Pranab the President

July 22, 2012 11:33 am | Updated December 04, 2021 11:41 pm IST - New Delhi

OVER TO RAISINA HILL: President-elect Pranab Mukherjee accepts the greetings of his supporters after the presidential election result was announced in New Delhi on Sunday. Photo: R. V. Moorthy

OVER TO RAISINA HILL: President-elect Pranab Mukherjee accepts the greetings of his supporters after the presidential election result was announced in New Delhi on Sunday. Photo: R. V. Moorthy

Pranab Kumar Mukherjee, 76, was declared elected the 13th President on Sunday.

The UPA nominee defeated the former Lok Sabha Speaker, P.A. Sangma, by 3,97,776 value votes. While Mr. Mukherjee polled 3,095 votes, (value 7,13,763) Mr. Sangma got 1,483 votes (3,15,987).

Swearing-in on July 25

Mr. Mukherjee — who will be sworn in by Chief Justice of India S.H. Kapadia here on July 25 — secured 68.12 per cent of the total 10,47,971 value votes cast by 4,659 members of the State/Territorial Assemblies and Parliament. Mr. Sangma, backed by the NDA, the AIADMK and the BJD, managed only 30.15 per cent of the votes.

There were a total of 81 invalid votes, to the value of 18,221. These include that of Samajwadi Party president Mulayam Singh Yadav, whose second ballot was invalidated by the Election Commission, for it violated the vote of secrecy.

Among the 748 Members of Parliament (excluding the nominated members who have no voting right) with the total vote value of 5,29,584, Mr. Mukherjee polled 527 votes (3,73,116) and Mr. Sangma got 206 votes (1,45,848).

Informed sources said there was some cross-voting in favour of Mr. Mukherjee in the BJP-ruled Karnataka: he got votes of 117 MLAs, against the BJP’s 103 in the 224-member Assembly. While three votes were declared invalid, one MLA did not vote.

In Kerala, Mr. Mukherjee made a clean sweep, polling all 124 votes; one was invalid. Mr. Sangma drew a blank. The CPI and RSP MLAs abstained from voting.

Only the former President, K.R. Narayanan, secured the maximum value votes of 9, 56, 290 (94.97 per cent), when he won in the 1997 election against the former Chief Election Commissioner, T.N. Seshan.

In the 2007 election, the outgoing President, Pratibha Patil, the first woman to hold the office, defeated the then Vice-President, Bhairon Singh Shekhawat, securing 65.82 per cent of the total valid votes. Shekhawat polled 33.18 per cent.

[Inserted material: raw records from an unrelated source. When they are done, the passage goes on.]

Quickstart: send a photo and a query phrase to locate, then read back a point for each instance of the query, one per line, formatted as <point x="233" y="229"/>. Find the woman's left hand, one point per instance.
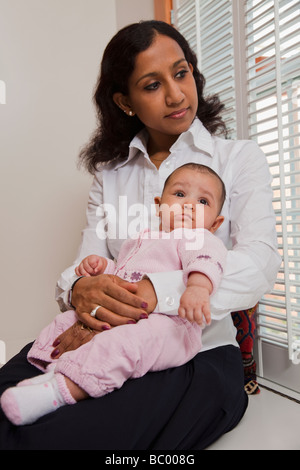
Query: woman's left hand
<point x="78" y="334"/>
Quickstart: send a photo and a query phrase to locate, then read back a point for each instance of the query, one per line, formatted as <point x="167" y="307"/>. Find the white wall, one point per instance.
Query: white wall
<point x="50" y="51"/>
<point x="133" y="11"/>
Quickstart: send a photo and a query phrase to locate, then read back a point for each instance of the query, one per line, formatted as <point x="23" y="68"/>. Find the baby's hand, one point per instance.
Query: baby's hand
<point x="91" y="266"/>
<point x="194" y="304"/>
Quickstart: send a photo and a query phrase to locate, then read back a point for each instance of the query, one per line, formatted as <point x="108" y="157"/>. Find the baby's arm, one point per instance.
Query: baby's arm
<point x="91" y="266"/>
<point x="194" y="302"/>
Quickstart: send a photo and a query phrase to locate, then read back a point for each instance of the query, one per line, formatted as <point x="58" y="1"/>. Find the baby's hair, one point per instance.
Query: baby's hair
<point x="202" y="169"/>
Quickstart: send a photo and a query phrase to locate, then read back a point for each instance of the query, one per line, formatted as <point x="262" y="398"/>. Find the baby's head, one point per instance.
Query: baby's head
<point x="192" y="197"/>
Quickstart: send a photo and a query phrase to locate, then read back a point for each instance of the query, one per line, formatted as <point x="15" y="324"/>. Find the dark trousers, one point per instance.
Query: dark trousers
<point x="184" y="408"/>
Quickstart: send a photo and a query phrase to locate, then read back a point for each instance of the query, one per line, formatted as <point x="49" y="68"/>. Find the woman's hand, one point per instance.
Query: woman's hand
<point x="121" y="302"/>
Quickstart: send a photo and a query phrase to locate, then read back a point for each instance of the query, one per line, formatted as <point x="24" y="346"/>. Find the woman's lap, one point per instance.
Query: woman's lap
<point x="184" y="408"/>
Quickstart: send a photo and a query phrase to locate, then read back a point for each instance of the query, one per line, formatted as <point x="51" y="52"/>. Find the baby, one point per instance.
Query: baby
<point x="189" y="211"/>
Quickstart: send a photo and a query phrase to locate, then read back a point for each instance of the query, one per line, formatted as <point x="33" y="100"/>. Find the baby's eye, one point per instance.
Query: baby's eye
<point x="203" y="201"/>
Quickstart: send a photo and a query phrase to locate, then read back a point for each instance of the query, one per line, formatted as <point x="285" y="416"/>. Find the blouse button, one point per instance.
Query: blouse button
<point x="170" y="301"/>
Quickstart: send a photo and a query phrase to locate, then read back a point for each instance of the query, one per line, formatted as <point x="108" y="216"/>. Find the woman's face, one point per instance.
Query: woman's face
<point x="162" y="89"/>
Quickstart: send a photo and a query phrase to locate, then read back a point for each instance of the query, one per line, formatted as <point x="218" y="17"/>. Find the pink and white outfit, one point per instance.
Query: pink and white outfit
<point x="159" y="342"/>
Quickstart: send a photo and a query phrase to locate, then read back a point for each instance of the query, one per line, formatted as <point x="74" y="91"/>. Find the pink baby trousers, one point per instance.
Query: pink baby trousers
<point x="159" y="342"/>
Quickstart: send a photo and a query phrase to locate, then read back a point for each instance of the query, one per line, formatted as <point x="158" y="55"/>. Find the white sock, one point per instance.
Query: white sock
<point x="38" y="379"/>
<point x="24" y="405"/>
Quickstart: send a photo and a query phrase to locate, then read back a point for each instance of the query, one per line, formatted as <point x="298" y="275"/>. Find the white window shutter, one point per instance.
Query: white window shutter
<point x="249" y="53"/>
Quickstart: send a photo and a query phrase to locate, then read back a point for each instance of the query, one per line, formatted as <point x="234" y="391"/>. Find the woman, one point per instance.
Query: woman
<point x="150" y="101"/>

Humbly accepting the victory, Mr. Mukherjee, the first Bengali to occupy the Raisina Hill, expressed his “deep gratitude [to the people] for electing me President.” He received much more than he had given (to the country), and he would try to justify the people’s trust in him, he said.

He also thanked Mr. Sangma for his congratulatory message. “I am grateful to Mr. Sangma for his wishes.”

Mr. Sangma did not rule out his moving the Supreme Court to challenge the acceptance of Mr. Mukherjee’s nomination by the Returning Officer disregarding the fact that he allegedly held an office of profit at that time. He said the nation had lost an opportunity to elect a tribal as President and demanded a code of conduct for the presidential election.

With Mr. Mukherjee emerging victorious, celebrations broke out in the Congress offices throughout the country and the President-elect’s hometown.

Prime Minister Manmohan Singh, accompanied by his wife Gursharan Kaur, Congress president Sonia Gandhi, her son Rahul Gandhi, Lok Sabha Speaker Meira Kumar, senior Ministers A.K. Antony and P. Chidambaram and senior Congress leaders called on Mr. Mukherjee to congratulate him. Vice-President Hamid Ansari, the UPA candidate for the August 7 election, greeted Mr. Mukherjee on the phone.

Mr. Mukherjee is the third person to go directly to Rashtrapati Bhavan from the Union Cabinet, after Dr. Fakhruddin Ali Ahmed and Giani Zail Singh.

Most of the other former Presidents held the post of Vice-President before getting elected President.